The Italian government could be seeking a €15bn (£13bn, $16bn) loan from European authorities in a bid to save the country's banking sector, according to reports that emerged early on Wednesday morning (7 December).
Italian banks were among the worst-hit stocks in the immediate aftermath of Sunday's referendum, which saw Prime Minister Matteo Renzi tender his resignation, amid increasing fears that ongoing attempts to bolster the position of several lenders could be in jeopardy.
The vote has cast doubt over the future of Monte dei Paschi di Siena (MPS), the world's oldest surviving bank. The lender, the most troubled of Italian banks is desperately looking to push through a €5bn recapitalisation plan, which could be abandoned due to "adverse market conditions".
However, according to reports in Turin-based newspaper La Stampa, Rome is considering applying for a €15bn bailout, which would be used to rescue MPS and a number of other smaller lenders. On Tuesday evening, Reuters suggested the Italian government could take a €2bn controlling stake in MPS, bringing its ownership of the bank up to 40%.

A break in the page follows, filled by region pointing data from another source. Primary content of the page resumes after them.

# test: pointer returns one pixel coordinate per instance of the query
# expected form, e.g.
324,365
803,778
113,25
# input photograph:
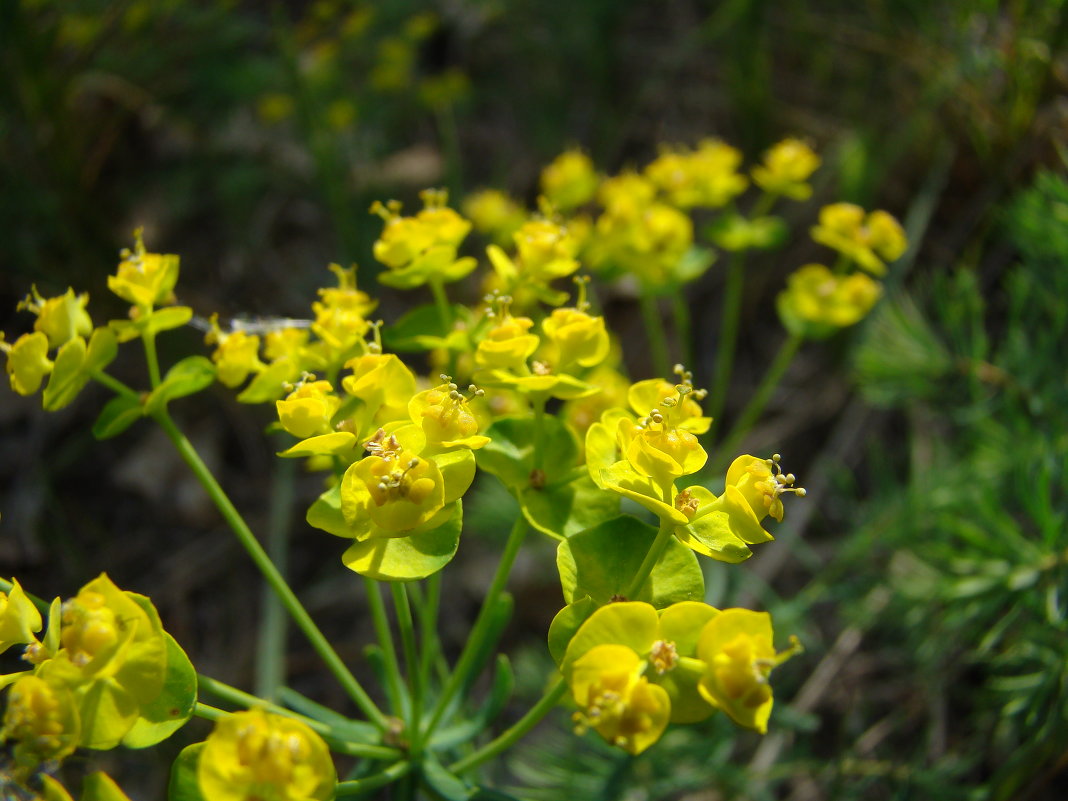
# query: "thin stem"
361,786
514,733
148,339
537,401
258,555
655,330
728,335
760,397
441,301
407,628
652,556
115,386
468,657
381,625
428,626
270,650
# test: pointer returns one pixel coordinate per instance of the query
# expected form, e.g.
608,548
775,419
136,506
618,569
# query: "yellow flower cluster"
632,670
817,300
641,458
96,674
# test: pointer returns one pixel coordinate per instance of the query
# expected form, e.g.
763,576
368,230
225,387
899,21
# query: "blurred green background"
925,574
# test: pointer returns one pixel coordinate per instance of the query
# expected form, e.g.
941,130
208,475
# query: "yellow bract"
144,279
19,619
868,239
569,181
308,409
28,362
786,169
737,648
257,756
60,318
42,718
616,701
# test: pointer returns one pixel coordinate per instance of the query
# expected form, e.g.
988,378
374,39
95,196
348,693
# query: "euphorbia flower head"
258,756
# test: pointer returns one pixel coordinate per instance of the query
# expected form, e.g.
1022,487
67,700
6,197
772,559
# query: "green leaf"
68,375
269,385
183,785
190,375
735,232
326,514
166,318
504,681
601,562
422,329
566,623
99,786
509,453
441,782
691,266
407,558
116,415
567,508
108,711
173,707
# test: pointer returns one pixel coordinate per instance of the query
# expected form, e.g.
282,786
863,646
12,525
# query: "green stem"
270,650
428,627
241,699
260,558
362,786
652,556
148,339
514,733
441,301
655,330
115,386
474,644
537,401
407,628
381,625
759,398
728,335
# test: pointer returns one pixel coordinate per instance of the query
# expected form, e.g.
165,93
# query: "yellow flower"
308,409
446,417
28,362
786,169
495,214
258,756
341,314
870,240
736,645
422,248
816,302
236,354
19,619
616,701
42,717
569,181
762,484
60,318
144,279
706,177
577,336
112,656
508,344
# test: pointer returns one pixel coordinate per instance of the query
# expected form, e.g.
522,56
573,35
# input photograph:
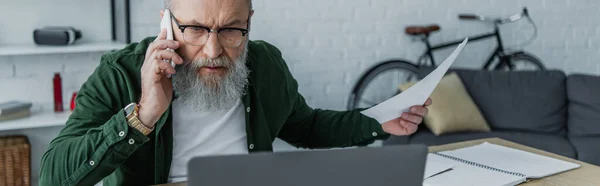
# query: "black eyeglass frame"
209,30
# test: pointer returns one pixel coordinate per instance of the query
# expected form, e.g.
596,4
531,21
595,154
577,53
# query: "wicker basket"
15,161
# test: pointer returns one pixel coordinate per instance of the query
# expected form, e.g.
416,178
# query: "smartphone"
165,23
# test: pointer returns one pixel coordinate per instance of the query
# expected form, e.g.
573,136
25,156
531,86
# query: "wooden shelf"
36,120
32,49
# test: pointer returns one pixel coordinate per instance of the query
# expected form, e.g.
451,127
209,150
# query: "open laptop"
380,166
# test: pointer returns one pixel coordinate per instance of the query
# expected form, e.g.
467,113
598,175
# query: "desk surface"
587,174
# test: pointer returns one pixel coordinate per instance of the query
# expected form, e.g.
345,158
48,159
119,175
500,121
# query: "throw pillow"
453,109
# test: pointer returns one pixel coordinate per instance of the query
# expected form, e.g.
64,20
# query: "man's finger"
419,110
168,55
163,44
408,125
428,102
412,118
165,67
162,35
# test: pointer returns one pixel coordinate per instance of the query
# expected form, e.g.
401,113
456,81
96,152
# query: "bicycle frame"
498,52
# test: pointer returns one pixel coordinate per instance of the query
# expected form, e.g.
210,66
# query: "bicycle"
499,59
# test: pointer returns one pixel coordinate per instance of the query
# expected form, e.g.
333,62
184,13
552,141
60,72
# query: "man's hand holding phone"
157,89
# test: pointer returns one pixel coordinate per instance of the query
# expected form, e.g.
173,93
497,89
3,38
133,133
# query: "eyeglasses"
197,35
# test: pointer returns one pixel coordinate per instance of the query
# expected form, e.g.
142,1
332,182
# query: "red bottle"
73,101
58,106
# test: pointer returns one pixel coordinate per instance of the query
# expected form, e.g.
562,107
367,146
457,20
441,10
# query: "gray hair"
167,4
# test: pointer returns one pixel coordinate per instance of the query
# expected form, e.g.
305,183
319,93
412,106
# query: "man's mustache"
216,62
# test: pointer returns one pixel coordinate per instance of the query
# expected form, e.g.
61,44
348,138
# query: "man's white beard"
211,92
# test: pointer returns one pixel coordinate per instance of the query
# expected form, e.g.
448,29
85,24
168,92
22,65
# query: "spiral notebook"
490,164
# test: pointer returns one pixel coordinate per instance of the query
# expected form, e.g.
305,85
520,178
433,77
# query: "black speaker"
56,35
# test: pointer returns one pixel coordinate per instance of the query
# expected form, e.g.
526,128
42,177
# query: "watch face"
129,108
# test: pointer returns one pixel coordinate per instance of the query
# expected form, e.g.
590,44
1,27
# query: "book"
11,107
490,164
15,115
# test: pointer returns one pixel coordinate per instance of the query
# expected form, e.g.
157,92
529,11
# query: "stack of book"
14,110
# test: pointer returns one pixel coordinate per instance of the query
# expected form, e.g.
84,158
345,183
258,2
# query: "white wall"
327,43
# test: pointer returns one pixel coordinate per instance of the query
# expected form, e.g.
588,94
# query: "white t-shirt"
205,133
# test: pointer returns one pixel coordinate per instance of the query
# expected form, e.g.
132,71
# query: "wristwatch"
131,113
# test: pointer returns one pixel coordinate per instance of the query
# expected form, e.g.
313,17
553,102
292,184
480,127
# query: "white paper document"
415,95
434,167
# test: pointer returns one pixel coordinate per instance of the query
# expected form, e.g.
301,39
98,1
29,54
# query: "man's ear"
250,18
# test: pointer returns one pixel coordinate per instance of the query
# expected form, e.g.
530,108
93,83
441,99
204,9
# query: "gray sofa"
546,110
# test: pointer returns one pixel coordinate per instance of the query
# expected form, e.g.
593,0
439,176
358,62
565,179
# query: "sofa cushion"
454,110
583,93
588,149
528,101
550,143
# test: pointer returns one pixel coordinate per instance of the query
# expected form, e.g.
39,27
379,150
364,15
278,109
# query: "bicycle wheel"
521,61
381,82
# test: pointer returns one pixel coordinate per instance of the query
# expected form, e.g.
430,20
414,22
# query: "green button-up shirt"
97,144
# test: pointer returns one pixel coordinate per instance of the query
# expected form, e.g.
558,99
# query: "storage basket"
15,161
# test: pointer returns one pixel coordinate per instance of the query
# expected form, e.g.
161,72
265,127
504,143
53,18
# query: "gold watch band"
134,122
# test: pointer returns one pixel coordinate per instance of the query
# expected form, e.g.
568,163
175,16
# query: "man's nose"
212,48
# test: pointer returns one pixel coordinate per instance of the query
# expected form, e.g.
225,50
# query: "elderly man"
133,125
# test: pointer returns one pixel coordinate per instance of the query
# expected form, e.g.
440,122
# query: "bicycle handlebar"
510,19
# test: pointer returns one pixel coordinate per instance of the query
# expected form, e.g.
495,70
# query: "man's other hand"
408,122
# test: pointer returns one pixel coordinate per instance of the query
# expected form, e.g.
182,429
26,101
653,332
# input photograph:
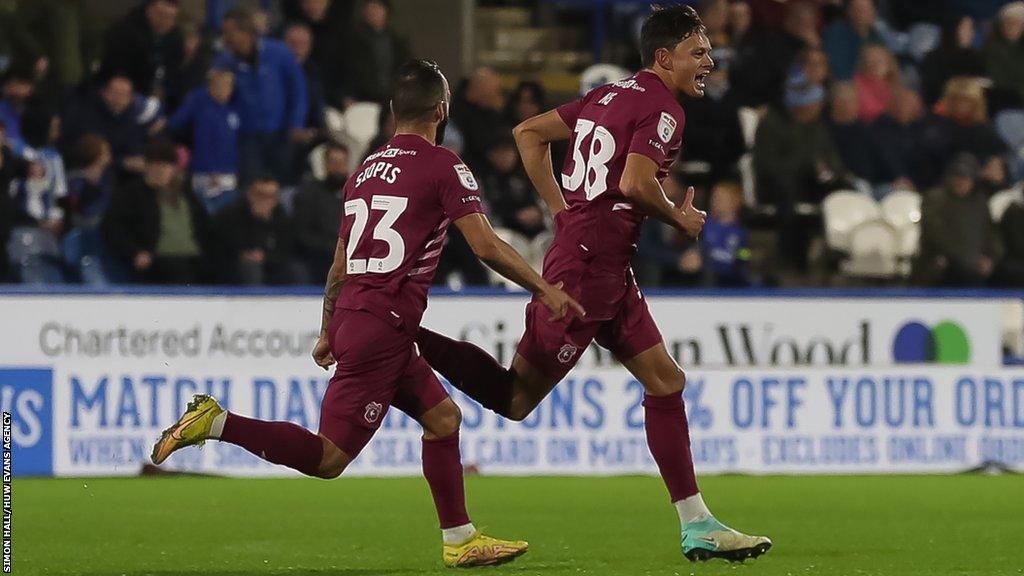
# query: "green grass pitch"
898,526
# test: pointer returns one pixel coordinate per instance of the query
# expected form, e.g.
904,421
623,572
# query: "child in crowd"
726,247
40,194
214,123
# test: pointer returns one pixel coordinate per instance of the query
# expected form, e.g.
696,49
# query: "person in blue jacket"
214,121
269,92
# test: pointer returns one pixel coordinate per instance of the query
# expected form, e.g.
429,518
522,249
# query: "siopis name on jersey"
383,170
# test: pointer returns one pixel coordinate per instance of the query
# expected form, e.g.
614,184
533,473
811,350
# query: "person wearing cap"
1005,50
958,242
795,160
147,47
156,225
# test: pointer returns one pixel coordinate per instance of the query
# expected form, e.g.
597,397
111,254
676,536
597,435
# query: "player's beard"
439,136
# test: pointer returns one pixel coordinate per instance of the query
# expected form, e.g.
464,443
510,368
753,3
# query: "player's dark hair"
667,27
418,87
243,18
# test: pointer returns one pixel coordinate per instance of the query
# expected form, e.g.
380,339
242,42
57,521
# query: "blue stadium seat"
35,255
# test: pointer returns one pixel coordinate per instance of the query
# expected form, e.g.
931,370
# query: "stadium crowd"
201,150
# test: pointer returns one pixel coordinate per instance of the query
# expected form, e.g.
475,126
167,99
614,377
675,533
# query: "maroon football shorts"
378,367
616,317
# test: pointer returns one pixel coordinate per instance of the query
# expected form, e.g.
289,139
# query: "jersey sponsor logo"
656,145
566,354
666,127
466,176
374,410
631,84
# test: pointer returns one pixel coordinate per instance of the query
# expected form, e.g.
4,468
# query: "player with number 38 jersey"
623,138
638,115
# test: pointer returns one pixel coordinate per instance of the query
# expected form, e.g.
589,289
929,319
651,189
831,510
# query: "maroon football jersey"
397,208
637,115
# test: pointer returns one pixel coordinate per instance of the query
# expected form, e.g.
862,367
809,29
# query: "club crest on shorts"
666,127
373,412
466,176
566,353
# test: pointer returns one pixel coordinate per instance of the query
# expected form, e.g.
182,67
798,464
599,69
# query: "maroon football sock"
442,468
669,440
279,443
470,369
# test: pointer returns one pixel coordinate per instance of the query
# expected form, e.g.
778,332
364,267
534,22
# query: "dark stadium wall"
439,30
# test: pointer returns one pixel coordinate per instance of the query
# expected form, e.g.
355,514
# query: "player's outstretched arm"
495,252
534,137
335,279
640,184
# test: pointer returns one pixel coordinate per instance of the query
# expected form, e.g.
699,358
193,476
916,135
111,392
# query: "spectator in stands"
852,136
17,88
147,47
40,195
813,63
795,161
1010,273
763,60
1005,51
197,56
109,114
962,122
385,129
156,225
11,168
877,75
477,113
375,52
526,100
330,23
11,165
958,243
299,40
316,213
955,55
844,38
89,182
210,121
270,92
511,200
255,237
713,134
904,144
724,243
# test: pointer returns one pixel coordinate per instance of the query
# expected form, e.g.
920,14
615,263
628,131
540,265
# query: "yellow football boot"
190,429
482,550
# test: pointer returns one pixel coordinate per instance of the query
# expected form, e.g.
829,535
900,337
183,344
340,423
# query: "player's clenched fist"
322,354
690,219
559,302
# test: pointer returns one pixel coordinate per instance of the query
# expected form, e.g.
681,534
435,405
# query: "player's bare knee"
667,382
520,408
444,420
333,462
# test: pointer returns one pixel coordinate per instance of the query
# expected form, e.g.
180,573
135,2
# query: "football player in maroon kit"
623,138
398,206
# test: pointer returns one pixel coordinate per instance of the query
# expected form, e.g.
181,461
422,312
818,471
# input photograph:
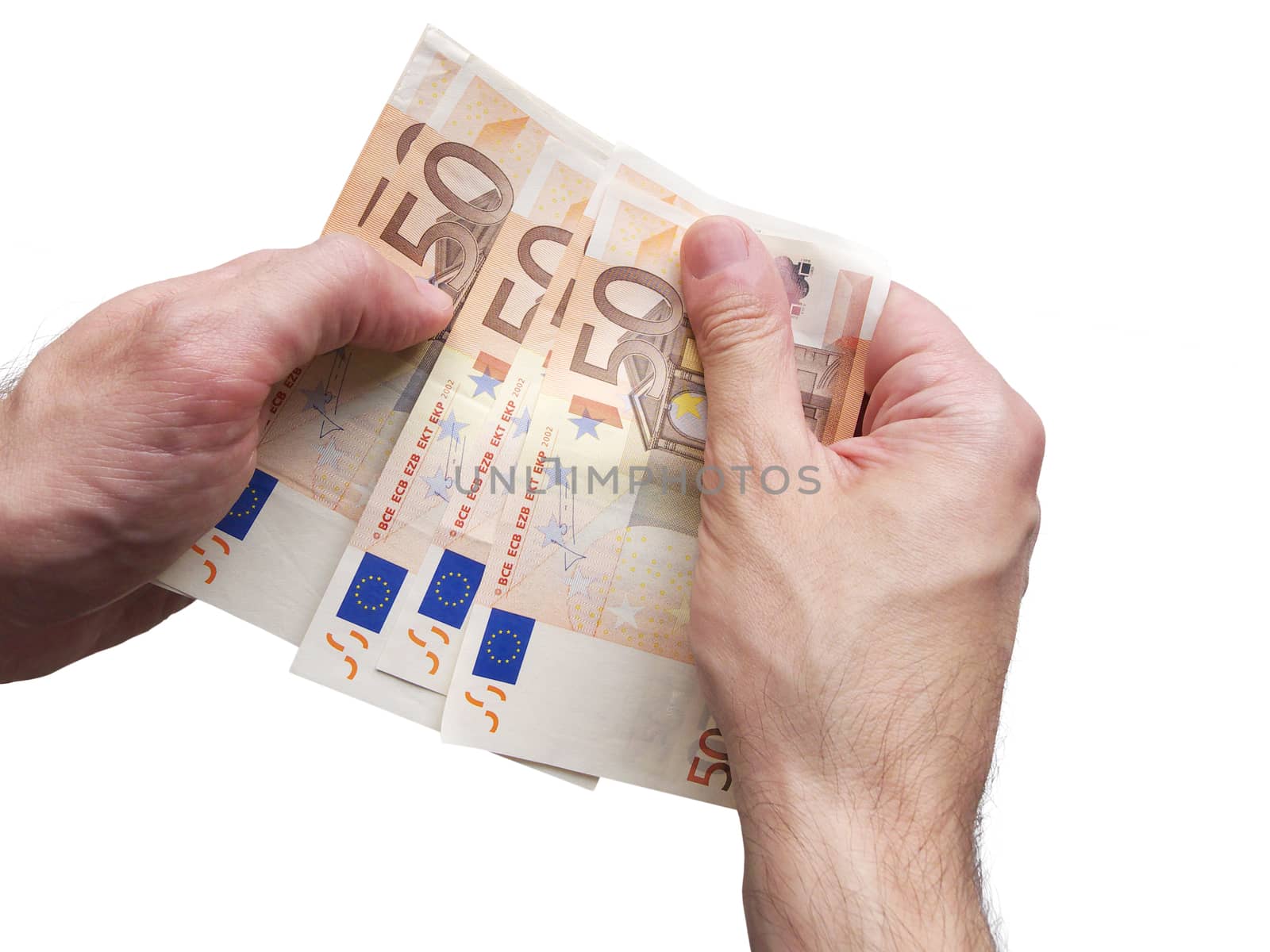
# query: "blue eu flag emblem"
249,505
371,593
502,651
452,588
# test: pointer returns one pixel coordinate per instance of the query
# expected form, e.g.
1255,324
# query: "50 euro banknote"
423,630
575,651
431,188
474,408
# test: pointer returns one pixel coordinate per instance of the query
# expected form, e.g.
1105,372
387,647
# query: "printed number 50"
719,757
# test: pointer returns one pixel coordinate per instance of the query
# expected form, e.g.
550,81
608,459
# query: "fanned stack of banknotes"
493,533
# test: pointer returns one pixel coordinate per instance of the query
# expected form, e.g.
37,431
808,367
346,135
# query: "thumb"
283,309
741,317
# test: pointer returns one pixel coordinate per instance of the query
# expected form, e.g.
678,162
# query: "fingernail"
435,298
714,244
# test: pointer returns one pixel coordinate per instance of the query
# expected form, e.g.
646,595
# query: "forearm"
822,873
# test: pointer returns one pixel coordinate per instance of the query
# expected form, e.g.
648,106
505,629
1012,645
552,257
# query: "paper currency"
330,424
482,384
575,651
508,512
423,632
429,197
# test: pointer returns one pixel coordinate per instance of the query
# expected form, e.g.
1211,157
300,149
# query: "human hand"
137,429
852,644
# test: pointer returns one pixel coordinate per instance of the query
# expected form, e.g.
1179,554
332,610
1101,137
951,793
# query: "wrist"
838,869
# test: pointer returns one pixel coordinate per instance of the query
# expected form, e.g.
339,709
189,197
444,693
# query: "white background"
1081,186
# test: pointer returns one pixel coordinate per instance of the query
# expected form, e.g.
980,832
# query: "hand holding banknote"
137,429
852,643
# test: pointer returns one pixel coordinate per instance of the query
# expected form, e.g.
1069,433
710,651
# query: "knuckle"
351,258
736,321
1029,432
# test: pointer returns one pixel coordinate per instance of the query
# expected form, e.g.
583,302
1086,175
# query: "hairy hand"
137,428
854,643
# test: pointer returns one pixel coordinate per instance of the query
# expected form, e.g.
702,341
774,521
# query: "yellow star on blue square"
502,651
452,589
371,593
248,507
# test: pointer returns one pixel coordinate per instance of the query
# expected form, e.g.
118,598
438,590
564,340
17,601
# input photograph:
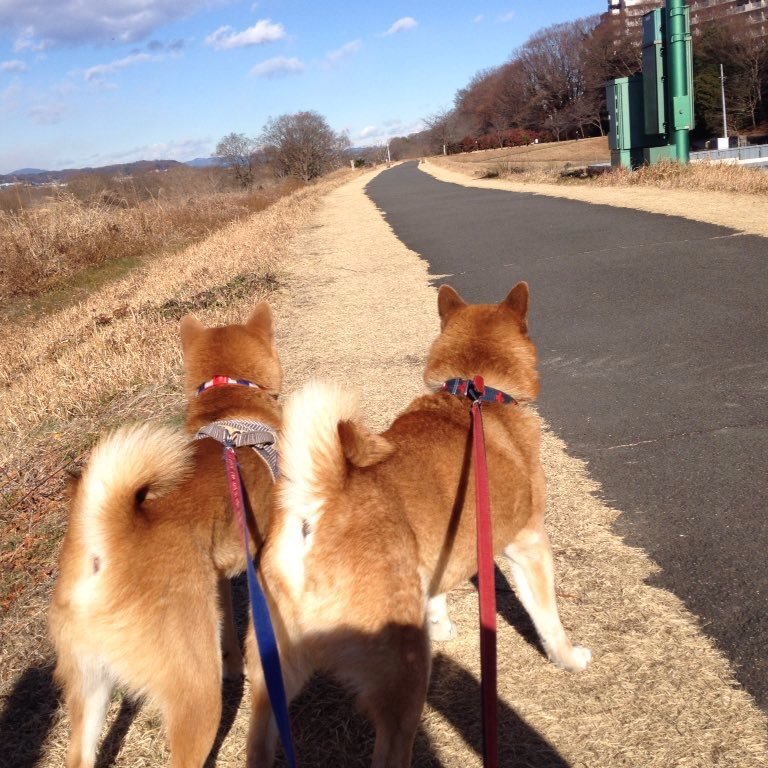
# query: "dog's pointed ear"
517,303
72,481
189,327
261,319
448,303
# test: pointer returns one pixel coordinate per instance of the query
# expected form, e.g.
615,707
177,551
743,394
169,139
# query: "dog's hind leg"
439,623
87,691
192,711
393,679
230,647
530,556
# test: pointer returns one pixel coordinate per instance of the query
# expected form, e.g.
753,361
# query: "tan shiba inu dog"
368,529
150,536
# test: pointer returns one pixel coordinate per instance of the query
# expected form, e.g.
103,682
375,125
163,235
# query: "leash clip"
476,389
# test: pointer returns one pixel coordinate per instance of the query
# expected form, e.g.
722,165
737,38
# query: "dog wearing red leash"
371,530
150,537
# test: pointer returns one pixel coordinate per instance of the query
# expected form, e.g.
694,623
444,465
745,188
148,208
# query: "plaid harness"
241,432
477,391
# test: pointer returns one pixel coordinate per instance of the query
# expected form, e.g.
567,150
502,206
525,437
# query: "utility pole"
722,94
679,40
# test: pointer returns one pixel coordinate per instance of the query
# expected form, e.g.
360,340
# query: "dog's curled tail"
126,467
321,439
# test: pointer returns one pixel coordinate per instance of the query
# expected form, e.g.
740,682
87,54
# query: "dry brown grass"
66,376
555,154
524,165
42,245
716,177
740,211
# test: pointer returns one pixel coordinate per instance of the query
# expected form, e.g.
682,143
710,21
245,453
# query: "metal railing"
754,152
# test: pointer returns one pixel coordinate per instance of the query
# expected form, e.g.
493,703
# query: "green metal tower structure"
651,114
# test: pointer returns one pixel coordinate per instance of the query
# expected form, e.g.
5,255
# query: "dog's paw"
576,660
442,629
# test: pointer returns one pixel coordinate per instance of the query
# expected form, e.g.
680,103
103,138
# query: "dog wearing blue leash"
151,536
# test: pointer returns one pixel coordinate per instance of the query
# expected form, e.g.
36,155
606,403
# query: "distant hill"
39,176
204,162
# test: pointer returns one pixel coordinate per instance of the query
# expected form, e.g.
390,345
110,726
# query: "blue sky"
95,82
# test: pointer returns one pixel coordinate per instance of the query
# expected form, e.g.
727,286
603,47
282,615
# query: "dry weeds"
42,245
744,212
358,306
551,154
67,376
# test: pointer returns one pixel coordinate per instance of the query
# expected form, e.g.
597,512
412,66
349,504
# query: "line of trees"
300,145
553,86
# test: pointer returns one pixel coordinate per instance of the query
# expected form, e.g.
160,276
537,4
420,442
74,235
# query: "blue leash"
262,622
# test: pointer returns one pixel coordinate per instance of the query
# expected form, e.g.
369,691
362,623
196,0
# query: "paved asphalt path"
653,342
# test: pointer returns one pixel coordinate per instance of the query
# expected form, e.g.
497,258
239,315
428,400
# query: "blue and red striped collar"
475,389
221,381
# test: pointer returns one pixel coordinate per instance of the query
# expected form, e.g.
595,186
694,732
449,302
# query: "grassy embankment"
92,294
563,163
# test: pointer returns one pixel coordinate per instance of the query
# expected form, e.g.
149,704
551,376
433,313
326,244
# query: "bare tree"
236,150
303,145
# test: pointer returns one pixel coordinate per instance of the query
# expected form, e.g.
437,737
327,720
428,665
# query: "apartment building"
752,13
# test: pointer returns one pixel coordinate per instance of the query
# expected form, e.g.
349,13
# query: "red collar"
221,381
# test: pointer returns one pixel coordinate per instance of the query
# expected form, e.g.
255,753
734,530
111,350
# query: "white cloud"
277,67
407,22
99,71
346,50
263,31
374,135
182,150
15,65
48,114
41,24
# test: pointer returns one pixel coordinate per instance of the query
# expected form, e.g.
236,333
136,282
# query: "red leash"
486,587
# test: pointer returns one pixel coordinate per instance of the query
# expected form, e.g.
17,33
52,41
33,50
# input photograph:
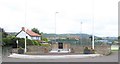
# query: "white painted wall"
22,35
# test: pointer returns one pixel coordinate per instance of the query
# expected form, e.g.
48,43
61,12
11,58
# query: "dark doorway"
60,45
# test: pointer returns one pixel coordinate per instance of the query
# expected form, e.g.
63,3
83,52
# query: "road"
110,58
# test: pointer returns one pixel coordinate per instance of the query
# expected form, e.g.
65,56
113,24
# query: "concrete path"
23,56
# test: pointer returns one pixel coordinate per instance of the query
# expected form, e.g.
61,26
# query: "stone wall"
100,49
38,49
76,49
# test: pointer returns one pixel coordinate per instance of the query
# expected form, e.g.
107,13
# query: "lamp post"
93,28
25,24
81,33
55,26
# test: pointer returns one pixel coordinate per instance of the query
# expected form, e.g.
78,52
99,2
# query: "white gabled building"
29,34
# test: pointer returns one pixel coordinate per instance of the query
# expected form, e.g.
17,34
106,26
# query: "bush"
20,50
35,42
11,41
86,50
89,51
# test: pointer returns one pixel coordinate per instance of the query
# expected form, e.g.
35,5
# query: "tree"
35,30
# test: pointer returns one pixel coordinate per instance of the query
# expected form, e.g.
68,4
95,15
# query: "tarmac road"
110,58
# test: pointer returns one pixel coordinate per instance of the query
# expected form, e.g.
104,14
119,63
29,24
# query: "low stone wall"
100,49
76,49
38,49
103,49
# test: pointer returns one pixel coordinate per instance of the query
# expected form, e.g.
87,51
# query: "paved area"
110,58
23,56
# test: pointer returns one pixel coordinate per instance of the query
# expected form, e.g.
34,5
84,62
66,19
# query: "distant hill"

The plan, Reuters added, could also provide compensation for the bond-holders, who are increasingly worried over the bank's future.
News of the proposed bailout immediately breathed some life into MPS shares, which surged 10% shortly after the opening bell, while shares in Intesa Sanpaolo, Unicredit and Banco Popolare traded 3% higher and the wider Italian bank index climbed 3.5%.
However, the Italian Treasury and the European Stability Mechanism (ESM) press office denied any such plans were being drawn up.
"No request to the European Stability Mechanism is being prepared," said a spokesman.
In 2012, Spain was the last Eurozone member to request a bailout from the ESM to help recapitalise its banking system.